Ao ler a matéria do jornal “O Estado de São Paulo” do dia 20 de setembro de 2018 “Indígenas lamentam perda de documentos históricos em incêndio no Museu Nacional” lembrei do desconsolo de um integrante da tribo Tenetehára-Guajajara, o índio José Urutau: “é como um novo genocídio, como se eles tivessem assassinado mais uma vez todas estas comunidades indígenas. Era ali que se encontrava a nossa memória”. José estava pesquisando a herança de sua tribo no maior arquivo do planeta sobre a historicidade dos índios brasileiros (mais de quarenta mil artefatos de mais de 100 etnias).
O jornal “Estado de São Paulo” também reproduz a fala de Glicéria Jesus Silva, uma das atuais líderes dos tupinambás: "Aquele lugar era como uma memória, a memória de um computador que a qualquer momento, qualquer grupo étnico do meu povo poderia acessar para obter informações, para saber o que nós somos, para não nos sentirmos perdidos". Exatamente: os acervos guardam trajetórias de sociedades e são locais de produção e releitura de vida, que pode dar sentido ao presente...
Parte do trabalho da vida de Curt Nimuendajú queimou junto com milhões de outras peças do acervo do Museu Nacional!
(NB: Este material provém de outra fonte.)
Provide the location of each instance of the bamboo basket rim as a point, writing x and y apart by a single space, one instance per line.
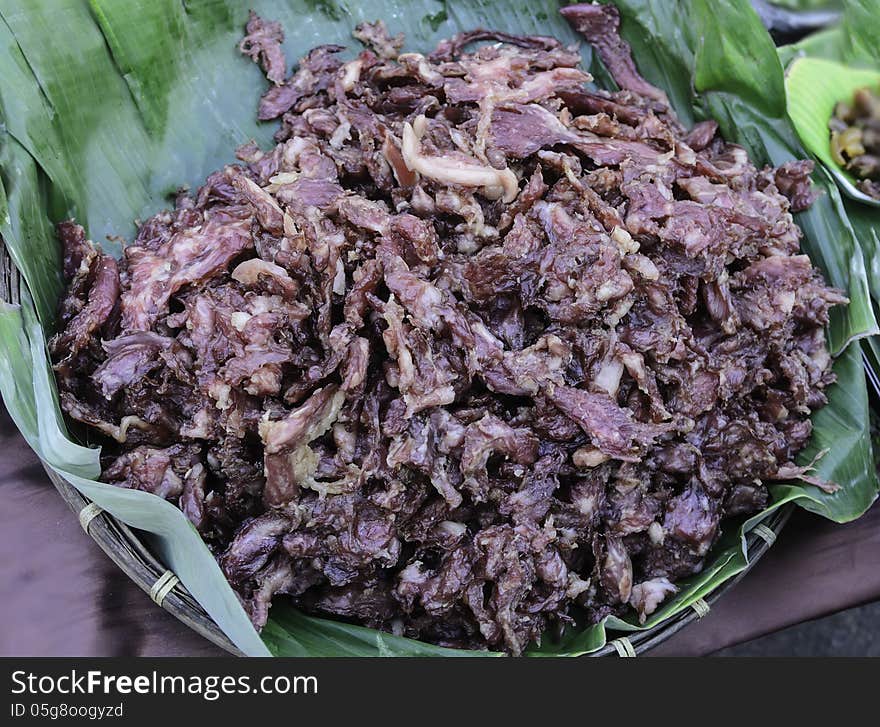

Sobreviveu aquilo que foi enviado para museus/universidades do exterior.
Pesadas polêmicas que ganharam fôlego nas décadas de 1930-40 de que as peças do patrimônio brasileiro não deveriam deixar o país e que ficariam seguras em nosso conjunto museológico, na atualidade, não passam de debates esquecidos no tempo: outros projetos culturais milionários relegaram esta modalidade de cultura material (os acervos diversos de nossa civilização) ao esquecimento e a desvalorização! Esqueceu-se que acervos são lugares de memória, de pesquisa, de construção do conhecimento, de reconstrução discursiva das memórias passadas, de construção de trajetórias civilizatórias que nos tornam humanos e não apenas itens a serem descartados na marcha insana rumo a um local obscuro do futuro!
O que estamos fazendo com os acervos materiais do passado?  Qual a relevância que damos para a preservação das memórias pretéritas e das nossas? O que vamos deixar de legado pedagógico real para as novas gerações? Na ausência de consciência preservacionista do legado do passado e do enfrentamento crítico no presente, o que podemos esperar de políticas de preservação efetivas no futuro?
  
Nimuendajú em 1943.


Mapa Etnográfico elaborado por Nimuendajú, 1908.